His narrative roams back through his childhood in the northern woods of Ontario, where, against his mother’s “civilizing” efforts, he becomes a “woods child” and develops a life-long habit of solitude. And it is in the forest where he visits the extraordinary Elsie Smoke, an Indian “wise woman” and the first important model for Hullah. To Davies’ credit, he avoids caricature in his characterization of this powerful woman and yet still manages to cast her in an allegorical dimension. It seems that any character who has one foot in mysticism rouses Davies to some of his finest writing, as in this passage, where Elsie Smoke has picked up a rattlesnake from her basket and is urging young Hullah to touch it: “Long afterward I learn that the bite of these creatures is rarely fatal. Rarely--what sort of reassurance is that to a boy, already convinced of his delicacy, confronted by an old woman who he suddenly sees as quite other than himself, not simply in race and age, but in the deepest truth of her being, who is giggling and pushing the dreadful snake--(it is really only about twenty-four inches long but to me it has the menace of a dragon)--toward his face?”

Hullah ends up living most of his life in Toronto (“flat-footed, hard-breathing, high-aspiring Toronto,” as he describes it), but Elsie Smoke’s influence is permanent. In her elliptical fashion, she hints of a distant past, “the Great Time,” and Hullah remains backward-looking throughout his adult life. One of the superficial motives for Hullah’s narrative is a series of articles called, “The Toronto That Was,” for which the elderly doctor is being interviewed. The interrogation by the young reporter, Ms. Esme Barron, prompts Dr. Hullah to describe his first years as a member of St. Aidan’s Church, and from there he turns back and recounts the notable experiences of his childhood, his years in boarding school, his stint as an army physician in World War II, and his participation in a Toronto theater troupe.

Much of the material concerning his private life he shares with the reader in the form of a “case book” but withholds from Esme Barron. So there’s an implied presumption that the information about himself, though unsuited for a newspaper article, has special significance--and some of it obviously does, especially the information that Hullah assembles about the cause of Father Hobbe’s death (and the importance of the false teeth). But it’s a presumption that is in danger of weakening the novel, especially when Hullah forgets his wonderfully eccentric cast of characters and indulges in opinions weakened by his nostalgia.

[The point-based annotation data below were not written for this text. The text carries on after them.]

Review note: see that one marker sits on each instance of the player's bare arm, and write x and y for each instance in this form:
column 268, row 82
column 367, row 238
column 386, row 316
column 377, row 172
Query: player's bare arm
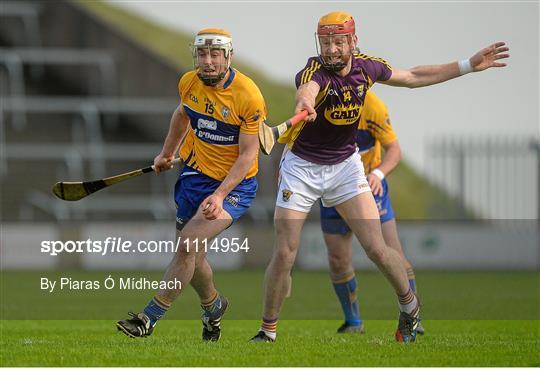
column 391, row 158
column 177, row 130
column 305, row 99
column 426, row 75
column 248, row 148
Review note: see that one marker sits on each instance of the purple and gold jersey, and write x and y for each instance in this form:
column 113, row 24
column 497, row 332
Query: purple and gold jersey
column 217, row 118
column 374, row 130
column 331, row 138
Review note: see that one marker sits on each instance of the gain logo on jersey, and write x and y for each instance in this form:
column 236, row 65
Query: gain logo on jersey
column 341, row 115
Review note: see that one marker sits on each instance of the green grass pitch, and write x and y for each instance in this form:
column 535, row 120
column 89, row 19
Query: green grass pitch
column 495, row 323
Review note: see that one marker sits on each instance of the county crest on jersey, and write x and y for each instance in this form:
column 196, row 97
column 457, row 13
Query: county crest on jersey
column 331, row 138
column 217, row 117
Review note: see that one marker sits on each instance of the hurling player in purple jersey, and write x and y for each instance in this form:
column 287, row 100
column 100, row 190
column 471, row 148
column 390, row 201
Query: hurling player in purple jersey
column 322, row 160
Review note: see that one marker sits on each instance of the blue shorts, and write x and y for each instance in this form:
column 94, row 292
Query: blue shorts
column 192, row 187
column 332, row 223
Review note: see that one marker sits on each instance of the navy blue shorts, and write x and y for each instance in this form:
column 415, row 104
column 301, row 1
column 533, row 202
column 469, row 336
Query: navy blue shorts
column 332, row 223
column 192, row 187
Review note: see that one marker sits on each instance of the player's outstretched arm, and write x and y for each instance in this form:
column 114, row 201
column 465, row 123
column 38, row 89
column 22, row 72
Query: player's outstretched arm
column 426, row 75
column 177, row 131
column 305, row 99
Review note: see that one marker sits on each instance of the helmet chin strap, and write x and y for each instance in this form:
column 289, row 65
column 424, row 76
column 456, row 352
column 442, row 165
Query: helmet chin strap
column 212, row 81
column 334, row 67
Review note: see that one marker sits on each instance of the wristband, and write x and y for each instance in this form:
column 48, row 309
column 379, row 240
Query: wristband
column 378, row 173
column 465, row 66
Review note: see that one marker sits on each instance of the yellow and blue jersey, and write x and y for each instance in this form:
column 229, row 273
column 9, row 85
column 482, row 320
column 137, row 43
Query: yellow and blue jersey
column 217, row 117
column 374, row 130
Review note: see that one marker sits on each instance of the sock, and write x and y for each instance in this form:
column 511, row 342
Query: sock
column 156, row 309
column 346, row 291
column 408, row 302
column 412, row 279
column 269, row 327
column 212, row 305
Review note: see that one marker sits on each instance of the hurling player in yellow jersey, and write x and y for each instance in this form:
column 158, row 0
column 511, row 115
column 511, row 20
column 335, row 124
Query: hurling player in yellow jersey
column 218, row 118
column 323, row 163
column 374, row 133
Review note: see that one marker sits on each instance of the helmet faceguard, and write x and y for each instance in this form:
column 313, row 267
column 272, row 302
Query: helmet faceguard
column 212, row 67
column 335, row 40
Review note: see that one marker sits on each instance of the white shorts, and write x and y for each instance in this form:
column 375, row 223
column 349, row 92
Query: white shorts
column 302, row 183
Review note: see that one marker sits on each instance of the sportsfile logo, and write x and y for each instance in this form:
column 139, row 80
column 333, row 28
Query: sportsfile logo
column 118, row 245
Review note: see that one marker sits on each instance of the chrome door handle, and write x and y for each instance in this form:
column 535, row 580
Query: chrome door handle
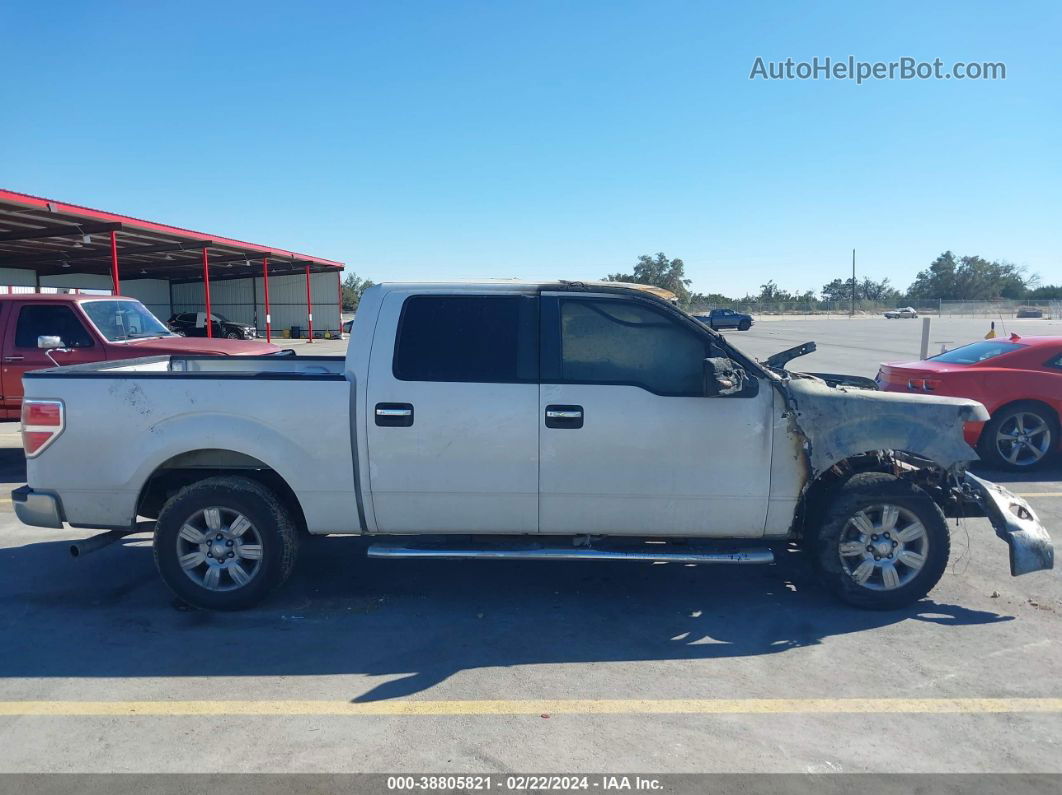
column 564, row 416
column 394, row 415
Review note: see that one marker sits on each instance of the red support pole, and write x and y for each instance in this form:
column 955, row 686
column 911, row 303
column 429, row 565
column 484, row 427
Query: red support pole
column 339, row 286
column 309, row 308
column 114, row 263
column 269, row 332
column 206, row 292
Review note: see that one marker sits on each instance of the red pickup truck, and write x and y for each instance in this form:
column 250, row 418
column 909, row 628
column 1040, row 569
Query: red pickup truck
column 92, row 328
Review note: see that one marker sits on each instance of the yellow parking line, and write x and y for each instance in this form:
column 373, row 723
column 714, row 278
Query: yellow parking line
column 536, row 707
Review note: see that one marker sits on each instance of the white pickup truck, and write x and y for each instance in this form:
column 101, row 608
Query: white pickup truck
column 565, row 420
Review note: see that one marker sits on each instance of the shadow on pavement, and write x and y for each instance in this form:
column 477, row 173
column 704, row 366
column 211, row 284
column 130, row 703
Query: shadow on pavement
column 107, row 615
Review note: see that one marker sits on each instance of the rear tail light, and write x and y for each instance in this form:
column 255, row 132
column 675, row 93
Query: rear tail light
column 43, row 421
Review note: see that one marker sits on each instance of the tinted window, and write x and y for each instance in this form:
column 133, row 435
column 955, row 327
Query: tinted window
column 485, row 339
column 978, row 351
column 46, row 321
column 630, row 343
column 123, row 320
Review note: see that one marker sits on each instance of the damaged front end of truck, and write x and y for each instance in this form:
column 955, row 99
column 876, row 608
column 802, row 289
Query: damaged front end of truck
column 843, row 425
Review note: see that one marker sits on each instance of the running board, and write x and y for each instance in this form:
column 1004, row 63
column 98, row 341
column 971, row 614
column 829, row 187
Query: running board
column 753, row 555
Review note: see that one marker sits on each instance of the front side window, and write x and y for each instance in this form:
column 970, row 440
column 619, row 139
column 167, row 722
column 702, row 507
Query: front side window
column 123, row 320
column 618, row 342
column 39, row 320
column 977, row 351
column 475, row 338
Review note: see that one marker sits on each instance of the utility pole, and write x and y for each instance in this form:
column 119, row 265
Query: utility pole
column 853, row 313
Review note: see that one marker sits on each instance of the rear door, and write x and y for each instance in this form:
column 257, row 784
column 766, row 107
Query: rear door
column 451, row 427
column 630, row 446
column 28, row 321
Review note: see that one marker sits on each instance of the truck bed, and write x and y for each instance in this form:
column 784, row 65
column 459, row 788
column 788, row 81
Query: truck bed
column 269, row 366
column 126, row 419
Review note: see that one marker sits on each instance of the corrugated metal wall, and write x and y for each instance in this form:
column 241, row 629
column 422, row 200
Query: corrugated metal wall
column 242, row 300
column 153, row 293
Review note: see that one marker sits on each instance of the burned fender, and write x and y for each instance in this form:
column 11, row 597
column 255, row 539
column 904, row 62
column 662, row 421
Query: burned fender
column 1014, row 522
column 838, row 422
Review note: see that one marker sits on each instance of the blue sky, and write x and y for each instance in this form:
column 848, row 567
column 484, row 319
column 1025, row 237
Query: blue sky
column 548, row 139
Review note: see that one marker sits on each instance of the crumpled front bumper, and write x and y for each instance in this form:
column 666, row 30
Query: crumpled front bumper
column 1014, row 522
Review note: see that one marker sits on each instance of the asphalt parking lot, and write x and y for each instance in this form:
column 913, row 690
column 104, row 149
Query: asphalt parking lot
column 463, row 667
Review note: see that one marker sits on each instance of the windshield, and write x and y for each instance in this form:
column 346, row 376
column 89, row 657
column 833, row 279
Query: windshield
column 975, row 352
column 123, row 320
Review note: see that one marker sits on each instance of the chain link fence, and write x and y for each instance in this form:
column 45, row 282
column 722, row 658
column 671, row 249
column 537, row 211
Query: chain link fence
column 937, row 307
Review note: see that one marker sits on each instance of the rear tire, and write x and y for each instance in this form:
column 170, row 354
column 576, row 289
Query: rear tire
column 224, row 543
column 883, row 545
column 1001, row 444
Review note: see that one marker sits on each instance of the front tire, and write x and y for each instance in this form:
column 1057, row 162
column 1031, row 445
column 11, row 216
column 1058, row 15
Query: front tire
column 224, row 543
column 1020, row 437
column 883, row 543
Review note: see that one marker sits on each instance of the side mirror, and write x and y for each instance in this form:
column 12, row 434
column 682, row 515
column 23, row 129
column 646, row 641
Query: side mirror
column 722, row 377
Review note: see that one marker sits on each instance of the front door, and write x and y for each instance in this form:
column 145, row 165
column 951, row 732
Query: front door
column 451, row 414
column 629, row 444
column 22, row 326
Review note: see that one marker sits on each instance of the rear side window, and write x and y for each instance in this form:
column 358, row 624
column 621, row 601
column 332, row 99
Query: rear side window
column 977, row 351
column 618, row 342
column 478, row 339
column 46, row 321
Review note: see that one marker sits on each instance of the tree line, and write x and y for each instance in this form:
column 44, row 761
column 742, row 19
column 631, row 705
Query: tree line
column 947, row 277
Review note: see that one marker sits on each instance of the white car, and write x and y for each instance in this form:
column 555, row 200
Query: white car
column 544, row 421
column 892, row 314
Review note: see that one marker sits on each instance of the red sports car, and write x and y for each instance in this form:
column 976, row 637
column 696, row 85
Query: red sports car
column 1017, row 379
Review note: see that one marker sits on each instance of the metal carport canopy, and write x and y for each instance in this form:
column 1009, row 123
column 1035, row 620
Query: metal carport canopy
column 53, row 238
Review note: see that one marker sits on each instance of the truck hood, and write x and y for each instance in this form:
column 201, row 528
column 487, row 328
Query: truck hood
column 840, row 421
column 192, row 345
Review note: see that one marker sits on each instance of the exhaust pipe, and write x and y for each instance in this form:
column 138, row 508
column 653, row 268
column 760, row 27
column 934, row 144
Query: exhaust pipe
column 98, row 542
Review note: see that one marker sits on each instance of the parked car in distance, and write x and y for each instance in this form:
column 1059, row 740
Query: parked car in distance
column 512, row 420
column 193, row 324
column 893, row 314
column 1029, row 312
column 1017, row 379
column 720, row 318
column 90, row 328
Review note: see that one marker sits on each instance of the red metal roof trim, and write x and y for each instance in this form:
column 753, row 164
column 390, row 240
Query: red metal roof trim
column 73, row 209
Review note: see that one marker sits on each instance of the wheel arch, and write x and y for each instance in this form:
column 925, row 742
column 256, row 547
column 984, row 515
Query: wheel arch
column 191, row 466
column 1051, row 411
column 904, row 465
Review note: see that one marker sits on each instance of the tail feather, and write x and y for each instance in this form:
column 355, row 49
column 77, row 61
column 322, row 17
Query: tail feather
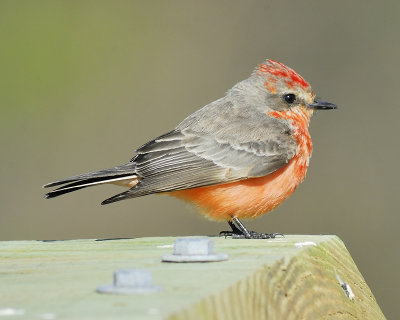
column 112, row 175
column 118, row 171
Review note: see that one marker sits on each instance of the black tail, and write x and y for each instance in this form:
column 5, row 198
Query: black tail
column 115, row 174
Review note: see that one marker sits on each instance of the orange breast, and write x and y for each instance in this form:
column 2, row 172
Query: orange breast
column 252, row 197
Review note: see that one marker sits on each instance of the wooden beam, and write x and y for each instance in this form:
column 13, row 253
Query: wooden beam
column 295, row 277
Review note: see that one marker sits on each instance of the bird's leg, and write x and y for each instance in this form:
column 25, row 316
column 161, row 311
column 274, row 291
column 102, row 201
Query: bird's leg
column 239, row 231
column 235, row 231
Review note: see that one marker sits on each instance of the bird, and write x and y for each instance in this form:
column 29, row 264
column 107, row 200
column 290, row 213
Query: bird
column 238, row 157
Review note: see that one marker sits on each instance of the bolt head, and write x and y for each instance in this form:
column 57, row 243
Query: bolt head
column 193, row 246
column 134, row 278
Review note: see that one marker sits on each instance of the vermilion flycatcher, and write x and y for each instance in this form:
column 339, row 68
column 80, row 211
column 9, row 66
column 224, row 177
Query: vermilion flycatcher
column 238, row 157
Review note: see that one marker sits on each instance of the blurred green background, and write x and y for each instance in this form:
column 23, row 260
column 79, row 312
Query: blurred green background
column 84, row 83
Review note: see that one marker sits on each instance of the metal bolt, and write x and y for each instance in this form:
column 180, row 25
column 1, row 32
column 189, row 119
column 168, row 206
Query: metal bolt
column 194, row 250
column 130, row 281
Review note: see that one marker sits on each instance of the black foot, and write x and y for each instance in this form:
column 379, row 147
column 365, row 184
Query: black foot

“In those days.” This is the phrase that hides the fault line. In those days, “those happy days,” Hullah recollects, people called apartments “flats,” they referred to women as “girls” and they tended to use “street railways.” In those days “the arts were blossoming as never before,” and “there was a Gemutlichkeit that seems to have vanished.” In these days, in contrast, “love has lost some--not all--of its glamour because it has been too much simplified.” Hullah even takes a swipe at recent literary criticism in the form of Deconstruction, an easy target when reduced to a couple of simple sentences. He is criticized by others for being “a romantic,” and at times he directs the satire away from the failures of the contemporary world and toward himself. “Turn the Wizard toward the light, and you see that he is also the Fool,” Hullah says, casting himself in both roles. But on the whole his nostalgia lacks both irony and self-consciousness, and his incurious opinions dull his fascinating story.

Dr. Hullah is a more attractive narrator when he describes rather than expounds: he is brilliant when he admits defeat in the face of death and gives himself up to wonder. As in all of Robertson Davies’ fiction, it is an infectious wonder. The whole package of life contained here--the effluvium, the superstitions, the magic, the illness, the affairs and petty disagreements--all of it, in Davies’s hands, deserves an attentive and wondering audience.